To bez wątpienia największe wydarzenie w piłkarskiej Polsce w ostatnich miesiącach. Marek Papszun odchodzi z Rakowa Częstochowa i przenosi się do Legii Warszawa.

W piątek Papszun został oficjalnie zaprezentowany w stołecznym klubie. Podpisał kontrakt do 30 czerwca 2028 roku.

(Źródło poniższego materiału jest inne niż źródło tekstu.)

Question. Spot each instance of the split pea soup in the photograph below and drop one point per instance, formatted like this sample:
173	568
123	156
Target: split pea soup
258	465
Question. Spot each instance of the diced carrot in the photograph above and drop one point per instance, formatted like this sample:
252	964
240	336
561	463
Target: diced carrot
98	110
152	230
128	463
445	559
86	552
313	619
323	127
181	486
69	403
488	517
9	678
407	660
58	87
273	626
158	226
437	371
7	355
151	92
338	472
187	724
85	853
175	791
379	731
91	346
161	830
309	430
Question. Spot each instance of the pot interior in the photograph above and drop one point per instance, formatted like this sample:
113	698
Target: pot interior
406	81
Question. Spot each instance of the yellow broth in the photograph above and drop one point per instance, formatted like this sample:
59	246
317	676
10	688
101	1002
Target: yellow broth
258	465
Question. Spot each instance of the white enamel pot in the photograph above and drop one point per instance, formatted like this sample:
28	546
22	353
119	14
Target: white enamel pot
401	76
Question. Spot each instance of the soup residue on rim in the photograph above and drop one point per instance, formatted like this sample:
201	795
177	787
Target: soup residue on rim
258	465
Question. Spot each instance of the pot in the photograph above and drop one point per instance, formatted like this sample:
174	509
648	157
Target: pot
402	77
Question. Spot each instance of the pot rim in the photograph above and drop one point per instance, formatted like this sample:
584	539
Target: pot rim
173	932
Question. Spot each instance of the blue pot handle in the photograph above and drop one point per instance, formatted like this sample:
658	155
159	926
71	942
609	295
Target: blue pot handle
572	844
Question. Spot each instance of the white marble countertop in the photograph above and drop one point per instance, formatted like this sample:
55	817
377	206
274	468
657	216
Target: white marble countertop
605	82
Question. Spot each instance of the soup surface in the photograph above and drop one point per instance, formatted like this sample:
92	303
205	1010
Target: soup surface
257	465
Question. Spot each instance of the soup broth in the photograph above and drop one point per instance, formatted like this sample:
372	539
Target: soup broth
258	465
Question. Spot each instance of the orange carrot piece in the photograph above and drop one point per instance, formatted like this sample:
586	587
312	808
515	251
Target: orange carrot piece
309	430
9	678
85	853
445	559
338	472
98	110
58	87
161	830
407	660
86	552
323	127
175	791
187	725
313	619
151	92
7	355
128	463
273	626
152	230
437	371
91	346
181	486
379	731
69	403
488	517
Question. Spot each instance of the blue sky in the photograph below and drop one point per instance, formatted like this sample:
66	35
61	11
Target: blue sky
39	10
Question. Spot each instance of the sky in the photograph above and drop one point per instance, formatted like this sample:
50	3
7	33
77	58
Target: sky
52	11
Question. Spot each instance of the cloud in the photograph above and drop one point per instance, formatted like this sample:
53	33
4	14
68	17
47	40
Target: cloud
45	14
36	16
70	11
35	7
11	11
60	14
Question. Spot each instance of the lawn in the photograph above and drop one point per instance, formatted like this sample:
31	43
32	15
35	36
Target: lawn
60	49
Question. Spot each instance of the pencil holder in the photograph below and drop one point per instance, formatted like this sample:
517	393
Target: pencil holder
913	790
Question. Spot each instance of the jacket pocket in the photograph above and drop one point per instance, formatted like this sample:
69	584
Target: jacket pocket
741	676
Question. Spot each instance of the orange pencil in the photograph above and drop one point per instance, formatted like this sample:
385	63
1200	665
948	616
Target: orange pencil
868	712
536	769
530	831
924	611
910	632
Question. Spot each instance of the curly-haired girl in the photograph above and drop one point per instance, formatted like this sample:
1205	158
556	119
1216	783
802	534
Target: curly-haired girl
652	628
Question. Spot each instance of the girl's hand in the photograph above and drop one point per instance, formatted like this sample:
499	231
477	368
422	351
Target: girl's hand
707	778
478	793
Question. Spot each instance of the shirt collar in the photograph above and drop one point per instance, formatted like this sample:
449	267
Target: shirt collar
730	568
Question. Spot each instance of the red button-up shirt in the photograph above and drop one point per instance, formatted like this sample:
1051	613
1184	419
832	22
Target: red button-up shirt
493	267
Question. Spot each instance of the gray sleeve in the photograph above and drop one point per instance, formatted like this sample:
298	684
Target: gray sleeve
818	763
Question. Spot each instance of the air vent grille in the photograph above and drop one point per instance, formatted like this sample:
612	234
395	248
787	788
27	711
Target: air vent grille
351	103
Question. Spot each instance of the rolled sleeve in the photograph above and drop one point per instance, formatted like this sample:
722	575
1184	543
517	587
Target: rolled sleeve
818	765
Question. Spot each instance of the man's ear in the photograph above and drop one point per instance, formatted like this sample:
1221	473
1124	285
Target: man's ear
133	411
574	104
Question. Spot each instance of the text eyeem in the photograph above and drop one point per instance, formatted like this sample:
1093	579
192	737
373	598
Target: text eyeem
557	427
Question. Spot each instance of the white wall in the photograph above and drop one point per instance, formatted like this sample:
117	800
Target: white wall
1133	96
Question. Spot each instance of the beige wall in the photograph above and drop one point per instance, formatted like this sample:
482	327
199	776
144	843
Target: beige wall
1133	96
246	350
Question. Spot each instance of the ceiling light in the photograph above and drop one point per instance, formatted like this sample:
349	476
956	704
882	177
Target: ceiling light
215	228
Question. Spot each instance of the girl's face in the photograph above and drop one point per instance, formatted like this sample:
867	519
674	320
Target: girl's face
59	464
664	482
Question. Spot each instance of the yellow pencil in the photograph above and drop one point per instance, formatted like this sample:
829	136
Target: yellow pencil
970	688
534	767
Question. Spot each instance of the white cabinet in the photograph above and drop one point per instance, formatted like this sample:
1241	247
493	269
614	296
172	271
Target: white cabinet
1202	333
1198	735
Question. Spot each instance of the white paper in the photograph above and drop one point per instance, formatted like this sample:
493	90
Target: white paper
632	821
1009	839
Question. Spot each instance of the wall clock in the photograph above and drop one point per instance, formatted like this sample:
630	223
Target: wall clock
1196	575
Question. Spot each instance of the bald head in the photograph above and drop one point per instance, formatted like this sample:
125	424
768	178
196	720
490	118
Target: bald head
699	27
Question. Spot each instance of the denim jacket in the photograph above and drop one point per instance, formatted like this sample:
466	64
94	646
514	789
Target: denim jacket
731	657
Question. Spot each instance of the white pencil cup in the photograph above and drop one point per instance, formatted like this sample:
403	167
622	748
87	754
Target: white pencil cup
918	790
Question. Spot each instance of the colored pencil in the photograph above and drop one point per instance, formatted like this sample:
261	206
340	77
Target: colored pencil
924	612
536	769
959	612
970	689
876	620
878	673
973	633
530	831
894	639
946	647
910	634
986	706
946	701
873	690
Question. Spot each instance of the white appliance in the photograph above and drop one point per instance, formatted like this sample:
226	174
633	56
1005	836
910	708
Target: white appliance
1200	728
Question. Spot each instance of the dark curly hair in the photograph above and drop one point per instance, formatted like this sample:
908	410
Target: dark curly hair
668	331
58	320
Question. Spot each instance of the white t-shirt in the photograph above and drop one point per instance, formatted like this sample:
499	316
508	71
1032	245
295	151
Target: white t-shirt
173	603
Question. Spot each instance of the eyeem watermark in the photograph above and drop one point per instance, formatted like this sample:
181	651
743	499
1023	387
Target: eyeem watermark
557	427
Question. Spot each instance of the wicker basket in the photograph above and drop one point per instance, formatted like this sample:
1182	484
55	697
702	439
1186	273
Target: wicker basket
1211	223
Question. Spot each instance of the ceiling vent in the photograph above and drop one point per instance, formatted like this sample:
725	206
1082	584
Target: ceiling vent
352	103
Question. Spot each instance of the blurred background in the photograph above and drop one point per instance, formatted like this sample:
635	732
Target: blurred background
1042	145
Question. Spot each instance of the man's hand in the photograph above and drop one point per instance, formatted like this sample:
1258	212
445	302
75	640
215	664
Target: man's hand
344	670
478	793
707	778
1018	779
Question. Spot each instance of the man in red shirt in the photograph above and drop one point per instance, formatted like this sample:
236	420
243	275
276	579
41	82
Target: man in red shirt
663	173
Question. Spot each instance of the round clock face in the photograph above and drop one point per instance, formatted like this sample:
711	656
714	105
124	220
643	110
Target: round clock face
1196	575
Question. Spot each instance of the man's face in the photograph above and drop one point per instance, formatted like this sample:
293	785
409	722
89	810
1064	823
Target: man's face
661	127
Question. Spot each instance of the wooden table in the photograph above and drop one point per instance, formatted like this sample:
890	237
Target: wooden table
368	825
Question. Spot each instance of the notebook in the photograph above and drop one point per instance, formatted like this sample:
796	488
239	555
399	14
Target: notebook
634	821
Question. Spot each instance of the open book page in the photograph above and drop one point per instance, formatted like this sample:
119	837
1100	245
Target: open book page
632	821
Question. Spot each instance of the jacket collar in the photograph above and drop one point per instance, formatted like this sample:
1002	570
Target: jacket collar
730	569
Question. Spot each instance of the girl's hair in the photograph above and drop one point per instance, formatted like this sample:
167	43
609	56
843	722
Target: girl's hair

Legia zaczynała sezon z Edwardem Iordanescu na ławce rezerwowych. Rumun został jednak zwolniony 31 października. Od tego czasu drużynę prowadził Inaki Astiz, ale raczej z marnym efektem (wygrał zaledwie jeden z dziesięciu meczów).

W ostatnim czasie atmosfera wokół Legii była fatalna. I nie chodziło tylko o wyniki, ale również (może nawet przede wszystkim?) beznadziejny styl.

ZOBACZ WIDEO: #dziejesiewsporcie: Huknął nie do obrony. Asysta piętą skradła show

Teraz – w założeniu – ma być lepiej. Papszun w Legii to zupełnie nowe otwarcie. To znaczy – trudno, żeby było gorzej. Legia jest dziś na 17. miejscu w tabeli PKO Ekstraklasy, odpadła już z Pucharu Polski i Ligi Konferencji.

Papszun to najbardziej utytułowany trener w historii Rakowa. Zdobył z tym zespołem mistrzostwo Polski, dwa razy Puchar Polski i dwa razy Superpuchar.

– Cieszę się, że trener Marek Papszun będzie z nami i wkrótce rozpocznie pracę z drużyną. Doprowadzenie tego procesu do końca wymagało dużej determinacji obu stron i jest wyrazem naszego zaufania do kompetencji, doświadczenia i charakteru trenera. Jednocześnie od początku nowego roku powierzam całościowe zarządzanie klubem Marcinowi Herra i wierzę, że wspólnie z trenerem, w pełni wykorzystają stworzone warunki i potencjał Legii, aby osiągać wymagane rezultaty sportowe, organizacyjne i biznesowe – powiedział właściciel klubu Dariusz Mioduski.

Trochę to potrwało, ale w końcu Legia ogłosiła Papszuna jako nowego trenera. Został wykupiony z Rakowa za ok. 300-400 tys. euro.